2024 Day in the Life: April 18
Published April 25, 2024

Players’ union proposes luxury tax plan to end NBA lockout

NEW YORK (AP) — The NBA players union’s luxury tax proposal won’t give the owners much extra revenue.
In fact, in the proposal’s present form, union president Patrick Ewing is the only player under contract for the 1998-99 season with a salary big enough to trigger the tax.
The league’s negotiating team spent Wednesday studying the union’s proposal to see if it will actually slow the growth of player salaries.
“We’re plugging in the numbers and considering a counterproposal,” NBA chief legal counsel Jeffrey Mishkin said.

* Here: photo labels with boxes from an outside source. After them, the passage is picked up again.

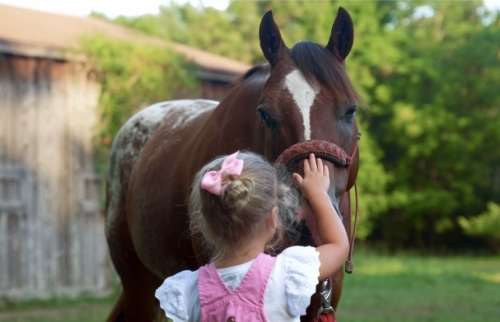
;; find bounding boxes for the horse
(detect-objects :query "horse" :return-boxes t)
[105,8,361,321]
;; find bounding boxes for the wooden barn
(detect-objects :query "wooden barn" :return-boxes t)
[0,4,248,299]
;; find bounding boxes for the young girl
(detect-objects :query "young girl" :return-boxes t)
[155,152,349,322]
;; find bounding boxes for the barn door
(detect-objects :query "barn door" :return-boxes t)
[0,166,34,294]
[71,173,109,290]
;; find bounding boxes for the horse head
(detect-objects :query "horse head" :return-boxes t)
[258,8,361,239]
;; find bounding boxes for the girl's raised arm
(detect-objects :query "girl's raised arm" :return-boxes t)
[293,153,349,281]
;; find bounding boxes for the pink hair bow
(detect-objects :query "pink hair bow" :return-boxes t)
[200,151,243,196]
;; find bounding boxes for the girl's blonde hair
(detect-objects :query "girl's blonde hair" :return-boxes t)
[189,152,298,261]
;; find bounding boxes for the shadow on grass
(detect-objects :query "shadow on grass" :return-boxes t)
[337,252,500,322]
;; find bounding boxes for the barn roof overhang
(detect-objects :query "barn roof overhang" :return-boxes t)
[0,4,250,83]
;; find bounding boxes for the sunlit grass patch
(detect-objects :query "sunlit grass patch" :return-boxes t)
[338,250,500,322]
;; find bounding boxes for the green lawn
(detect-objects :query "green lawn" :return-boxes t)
[0,250,500,322]
[337,251,500,322]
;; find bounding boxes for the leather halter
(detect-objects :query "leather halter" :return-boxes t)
[276,136,361,274]
[276,132,361,322]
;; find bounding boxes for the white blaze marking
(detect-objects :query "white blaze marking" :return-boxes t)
[285,69,318,140]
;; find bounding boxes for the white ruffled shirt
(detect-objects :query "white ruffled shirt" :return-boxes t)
[155,246,320,322]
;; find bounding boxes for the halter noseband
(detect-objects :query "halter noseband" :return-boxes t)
[276,132,361,321]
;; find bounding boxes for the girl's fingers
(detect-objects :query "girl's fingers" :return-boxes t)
[316,158,323,174]
[293,173,304,186]
[309,153,318,172]
[304,159,311,175]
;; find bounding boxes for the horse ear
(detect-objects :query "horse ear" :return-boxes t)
[326,7,354,61]
[259,11,288,67]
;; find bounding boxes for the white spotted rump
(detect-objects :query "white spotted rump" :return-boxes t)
[106,100,219,233]
[285,69,318,140]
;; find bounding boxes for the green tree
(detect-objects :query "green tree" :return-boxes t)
[82,36,199,170]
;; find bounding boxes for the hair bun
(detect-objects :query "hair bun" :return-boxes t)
[221,178,255,211]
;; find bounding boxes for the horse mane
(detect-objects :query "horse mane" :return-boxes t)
[290,40,364,105]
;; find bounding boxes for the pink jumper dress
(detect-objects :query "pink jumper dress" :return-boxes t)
[198,254,276,322]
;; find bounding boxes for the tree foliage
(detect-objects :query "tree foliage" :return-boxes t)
[94,1,500,250]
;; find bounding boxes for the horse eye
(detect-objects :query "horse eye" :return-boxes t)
[344,106,358,119]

Under the union’s offer, a 50 percent tax would be levied on the amount of any annual salary over $18 million. The tax money would be redistributed to low-revenue teams.
Ewing is due to make $18.5 million, meaning $500,000 of his salary would qualify for the 50 percent tax. Last season, only Ewing ($20.5 million) and Michael Jordan ($33 million) had salaries that would have triggered the tax, so a middle ground would need to be negotiated to make a tax palatable to the owners.
“The numbers are negotiable,” union attorney Jeffrey Kessler said.
If the owners latch onto the concept and adopt the tax system in a counterproposal Friday, it could signal that the sides have found an acceptable mechanism for solving the biggest rift between them — a new economic operating system for the next collective bargaining agreement.
“We are going to examine every element of this tax to see whether under some circumstance, at the right levels and in the right amounts, a tax could work,” commissioner David Stern said.
The lockout is now 3 1/2 months old, and the league took the unprecedented step Tuesday of canceling the first two weeks of the regular season.
New York Knicks president Dave Checketts, a member of the owners’ negotiating committee, suggested Wednesday the work stoppage could last a long time.
“If we learned anything from baseball (the strike of 1994-95), it is that we must keep them out as long as it takes. They didn’t hold them out long enough,” Checketts said. “And as a result, even though baseball had a major comeback, we know that baseball is going to lose somewhere in the neighborhood of $100 million this year.”
“Even though we’d like to say we learned from baseball — what they did to the World Series and when they went through this long labor situation, it ruined the sport,” said Checketts, whose comments appeared in today’s New York Times and New York Post. “It ruined fan interest. People were angry at the game. But the reality is, once they had incurred that damage, the mistake they made was coming back too soon, perhaps, and not getting a labor agreement that would carry them into the next century.”
Union director Billy Hunter issued a statement in response:
“Our players desperately want to play ball. The fans want us to play. But apparently the owners want to shut down, according to Mr. Checketts,” Hunter said. “It’s unfortunate and very apparent from his remarks that the NBA and its owners will stop any nothing short of breaking the union and the morale of the players.”
Both sides are awaiting a ruling from arbitrator John Feerick on the union’s grievance over whether more than 200 players with guaranteed contracts should be paid during the lockout.
Feerick’s decision, which could have a major impact on the negotiations, is due by Sunday.
In the last labor agreement reached in 1995, the owners agreed to pay the players between 48 percent and 51.8 percent of revenues. If the percentage went higher — and owners claim it reached 57 percent last season — they had the right to toss out the old deal.
Owners have proposed a hard salary cap that would reduce that number to 48 percent over four years, while the union has proposed two cap-tightening measures if the number rose to 63 percent.
Stern indicated that the owners might accept a luxury tax proposal if it included a fall-back provision that included a hard cap. That way, if the tax system wasn’t keeping salary costs down, another system would kick in to ensure cost certainty.